Another contribution of the paper is that we connect several well-known algorithmic constructs one-to-one to concrete properties that we may desire from our algorithms. For instance, we find that eligibility traces arise naturally when we desire algorithms that are independent of span, and we find desire to update our predictions online leads automatically to temporal-difference errors.
The full paper can be found here: http://arxiv.org/abs/1508.04582.
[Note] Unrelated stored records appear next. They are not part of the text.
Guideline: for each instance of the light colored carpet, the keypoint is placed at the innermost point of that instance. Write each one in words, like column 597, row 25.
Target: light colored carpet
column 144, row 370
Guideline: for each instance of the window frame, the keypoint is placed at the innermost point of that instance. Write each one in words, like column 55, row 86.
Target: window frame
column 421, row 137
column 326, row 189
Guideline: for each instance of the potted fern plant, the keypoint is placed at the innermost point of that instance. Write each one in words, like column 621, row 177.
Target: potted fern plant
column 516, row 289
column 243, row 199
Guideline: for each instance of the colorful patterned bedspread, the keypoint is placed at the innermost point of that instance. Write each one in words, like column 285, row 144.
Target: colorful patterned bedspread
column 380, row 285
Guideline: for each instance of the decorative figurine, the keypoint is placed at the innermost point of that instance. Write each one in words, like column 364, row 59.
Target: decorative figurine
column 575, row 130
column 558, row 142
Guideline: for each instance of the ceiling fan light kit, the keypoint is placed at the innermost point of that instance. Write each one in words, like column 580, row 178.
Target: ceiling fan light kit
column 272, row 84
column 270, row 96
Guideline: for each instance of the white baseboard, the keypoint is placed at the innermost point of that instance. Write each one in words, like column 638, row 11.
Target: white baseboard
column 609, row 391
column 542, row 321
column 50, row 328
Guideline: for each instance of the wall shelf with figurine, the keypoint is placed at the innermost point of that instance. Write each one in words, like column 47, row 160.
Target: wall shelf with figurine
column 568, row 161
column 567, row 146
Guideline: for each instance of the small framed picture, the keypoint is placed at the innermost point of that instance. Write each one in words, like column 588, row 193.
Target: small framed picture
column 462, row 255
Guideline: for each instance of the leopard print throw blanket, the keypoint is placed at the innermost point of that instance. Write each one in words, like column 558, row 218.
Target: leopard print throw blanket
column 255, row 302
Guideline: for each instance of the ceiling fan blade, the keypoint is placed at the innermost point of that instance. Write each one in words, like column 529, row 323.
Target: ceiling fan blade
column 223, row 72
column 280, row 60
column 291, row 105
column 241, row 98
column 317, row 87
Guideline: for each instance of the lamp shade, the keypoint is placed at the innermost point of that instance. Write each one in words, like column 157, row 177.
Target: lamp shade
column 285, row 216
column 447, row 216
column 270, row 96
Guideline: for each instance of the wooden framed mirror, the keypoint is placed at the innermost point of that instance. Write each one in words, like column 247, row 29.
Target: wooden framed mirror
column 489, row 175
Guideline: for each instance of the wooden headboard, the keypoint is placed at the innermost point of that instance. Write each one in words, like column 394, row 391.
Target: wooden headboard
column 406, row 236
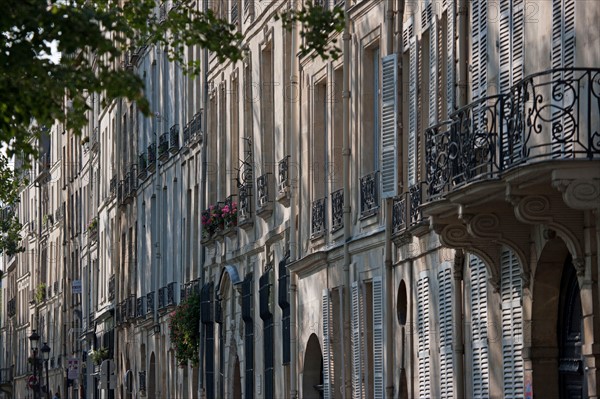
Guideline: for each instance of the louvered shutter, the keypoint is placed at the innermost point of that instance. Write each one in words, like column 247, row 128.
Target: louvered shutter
column 412, row 112
column 424, row 366
column 389, row 147
column 450, row 43
column 512, row 326
column 563, row 56
column 511, row 68
column 378, row 384
column 479, row 358
column 433, row 71
column 445, row 317
column 479, row 49
column 356, row 343
column 326, row 345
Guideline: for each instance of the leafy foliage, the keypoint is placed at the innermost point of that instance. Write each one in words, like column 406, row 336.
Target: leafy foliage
column 184, row 326
column 10, row 227
column 318, row 23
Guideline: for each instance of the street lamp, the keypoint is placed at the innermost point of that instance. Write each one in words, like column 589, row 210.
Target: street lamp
column 34, row 338
column 46, row 355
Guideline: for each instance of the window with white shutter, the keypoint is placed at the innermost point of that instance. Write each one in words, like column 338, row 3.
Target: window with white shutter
column 327, row 377
column 563, row 56
column 511, row 291
column 389, row 147
column 446, row 382
column 357, row 386
column 423, row 354
column 479, row 357
column 378, row 384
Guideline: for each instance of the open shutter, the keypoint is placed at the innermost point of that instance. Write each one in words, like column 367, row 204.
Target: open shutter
column 389, row 147
column 479, row 359
column 563, row 56
column 412, row 111
column 378, row 384
column 326, row 345
column 445, row 316
column 423, row 337
column 356, row 343
column 512, row 325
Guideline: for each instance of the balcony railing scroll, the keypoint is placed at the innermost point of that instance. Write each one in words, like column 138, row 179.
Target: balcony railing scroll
column 369, row 195
column 337, row 209
column 318, row 222
column 551, row 115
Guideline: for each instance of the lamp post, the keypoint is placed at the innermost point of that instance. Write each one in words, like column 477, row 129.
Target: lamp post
column 34, row 338
column 46, row 355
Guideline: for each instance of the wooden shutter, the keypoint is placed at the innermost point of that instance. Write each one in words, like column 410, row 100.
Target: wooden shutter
column 563, row 56
column 450, row 43
column 424, row 366
column 378, row 364
column 356, row 343
column 412, row 112
column 512, row 325
column 446, row 383
column 327, row 377
column 389, row 123
column 479, row 49
column 479, row 357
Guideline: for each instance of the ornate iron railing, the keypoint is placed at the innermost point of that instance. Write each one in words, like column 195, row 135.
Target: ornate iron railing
column 150, row 302
column 174, row 138
column 318, row 221
column 283, row 180
column 337, row 209
column 369, row 194
column 551, row 115
column 262, row 191
column 163, row 146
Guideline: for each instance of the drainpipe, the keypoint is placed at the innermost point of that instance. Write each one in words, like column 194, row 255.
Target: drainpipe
column 294, row 166
column 346, row 36
column 202, row 199
column 457, row 306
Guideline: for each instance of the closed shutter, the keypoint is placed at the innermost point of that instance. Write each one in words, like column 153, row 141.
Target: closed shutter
column 357, row 385
column 326, row 345
column 563, row 56
column 378, row 384
column 389, row 147
column 512, row 325
column 445, row 316
column 479, row 358
column 511, row 68
column 424, row 366
column 450, row 43
column 412, row 112
column 479, row 49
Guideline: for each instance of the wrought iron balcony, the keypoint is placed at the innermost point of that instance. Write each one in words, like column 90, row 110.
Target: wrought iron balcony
column 369, row 195
column 245, row 205
column 150, row 302
column 163, row 147
column 140, row 312
column 547, row 116
column 171, row 300
column 152, row 157
column 337, row 209
column 318, row 218
column 283, row 180
column 174, row 139
column 142, row 165
column 161, row 297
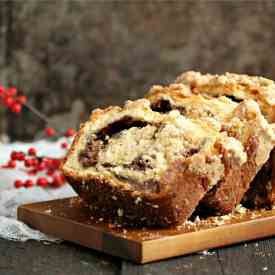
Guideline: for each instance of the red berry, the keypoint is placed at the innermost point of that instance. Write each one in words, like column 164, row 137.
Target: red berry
column 32, row 172
column 40, row 166
column 28, row 183
column 32, row 151
column 28, row 163
column 20, row 156
column 43, row 182
column 16, row 108
column 11, row 91
column 64, row 145
column 21, row 99
column 12, row 164
column 18, row 183
column 50, row 172
column 58, row 180
column 50, row 132
column 8, row 101
column 56, row 163
column 70, row 132
column 14, row 155
column 1, row 90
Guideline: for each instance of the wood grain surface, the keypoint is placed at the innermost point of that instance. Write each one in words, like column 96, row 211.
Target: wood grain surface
column 70, row 220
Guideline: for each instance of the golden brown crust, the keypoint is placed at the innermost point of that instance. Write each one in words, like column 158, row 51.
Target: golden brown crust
column 224, row 196
column 238, row 86
column 227, row 159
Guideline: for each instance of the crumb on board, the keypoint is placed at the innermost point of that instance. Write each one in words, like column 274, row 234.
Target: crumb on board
column 48, row 211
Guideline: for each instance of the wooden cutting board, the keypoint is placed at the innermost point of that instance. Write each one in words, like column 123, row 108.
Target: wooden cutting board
column 70, row 220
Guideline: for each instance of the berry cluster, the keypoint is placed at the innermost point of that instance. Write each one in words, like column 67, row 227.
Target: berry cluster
column 11, row 99
column 29, row 161
column 32, row 165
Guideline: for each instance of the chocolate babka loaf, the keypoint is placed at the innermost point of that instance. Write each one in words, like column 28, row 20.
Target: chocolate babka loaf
column 240, row 87
column 246, row 125
column 151, row 163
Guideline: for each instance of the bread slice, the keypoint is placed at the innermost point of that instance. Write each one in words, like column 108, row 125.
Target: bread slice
column 139, row 166
column 239, row 87
column 243, row 121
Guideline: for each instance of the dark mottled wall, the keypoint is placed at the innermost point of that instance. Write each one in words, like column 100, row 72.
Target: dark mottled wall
column 72, row 56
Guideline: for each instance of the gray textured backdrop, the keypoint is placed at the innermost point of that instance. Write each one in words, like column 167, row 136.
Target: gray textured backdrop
column 83, row 54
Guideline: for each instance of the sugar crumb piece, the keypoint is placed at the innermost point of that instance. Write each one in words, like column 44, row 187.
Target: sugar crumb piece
column 207, row 253
column 138, row 200
column 240, row 209
column 120, row 212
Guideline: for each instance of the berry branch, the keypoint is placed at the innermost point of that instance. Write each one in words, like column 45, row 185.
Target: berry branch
column 31, row 162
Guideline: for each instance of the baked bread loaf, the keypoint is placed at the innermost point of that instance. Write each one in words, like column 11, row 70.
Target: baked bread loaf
column 242, row 121
column 239, row 87
column 143, row 166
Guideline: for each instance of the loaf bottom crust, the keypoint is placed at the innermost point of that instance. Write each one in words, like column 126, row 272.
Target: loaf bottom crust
column 261, row 193
column 125, row 207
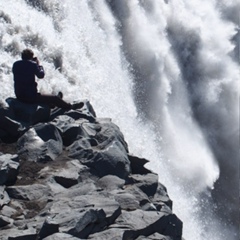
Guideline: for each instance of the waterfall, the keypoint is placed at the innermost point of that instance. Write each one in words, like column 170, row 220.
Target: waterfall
column 165, row 71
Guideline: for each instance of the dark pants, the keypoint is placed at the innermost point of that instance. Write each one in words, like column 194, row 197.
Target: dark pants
column 51, row 100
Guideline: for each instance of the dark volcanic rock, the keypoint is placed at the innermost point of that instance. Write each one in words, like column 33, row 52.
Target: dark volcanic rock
column 29, row 113
column 29, row 192
column 8, row 169
column 73, row 178
column 40, row 143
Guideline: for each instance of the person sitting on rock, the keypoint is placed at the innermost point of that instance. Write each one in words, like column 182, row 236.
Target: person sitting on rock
column 25, row 86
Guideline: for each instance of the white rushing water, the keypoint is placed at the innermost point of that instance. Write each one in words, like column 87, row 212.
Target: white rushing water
column 165, row 71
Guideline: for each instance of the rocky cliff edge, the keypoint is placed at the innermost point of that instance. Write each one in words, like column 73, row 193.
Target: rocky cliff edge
column 69, row 175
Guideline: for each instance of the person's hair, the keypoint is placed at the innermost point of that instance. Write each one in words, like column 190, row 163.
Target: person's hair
column 27, row 54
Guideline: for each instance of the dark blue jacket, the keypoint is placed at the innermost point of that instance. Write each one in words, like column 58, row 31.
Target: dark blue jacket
column 24, row 72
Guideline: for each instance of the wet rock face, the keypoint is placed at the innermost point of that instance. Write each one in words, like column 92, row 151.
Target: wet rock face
column 72, row 177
We consider how to learn multi-step predictions efficiently. Conventional algorithms wait until observing actual outcomes before performing the computations to update their predictions. If predictions are made at a high rate or span over a large amount of time, substantial computation can be required to store all relevant observations and to update all predictions when the outcome is finally observed. We show that the exact same predictions can be learned in a much more computationally congenial way, with uniform per-step computation that does not depend on the span of the predictions. We apply this idea to various settings of increasing generality by repeatedly adding desired properties we want our predictions to be able to satisfy, constructing algorithms that ensure these desiderata, and then deriving equivalent span-independent algorithms. Interestingly, along the way several known algorithmic constructs emerge spontaneously from our derivations, including dutch eligibility traces, temporal difference errors, and averaging. This allows us to link these constructs one-to-one to the corresponding desiderata, unambiguously connecting the `how’ to the `why’. Each step, we make sure that the derived algorithm subsumes the previous algorithms, thereby retaining their properties. Ultimately we arrive at a single general span-independent learning algorithm.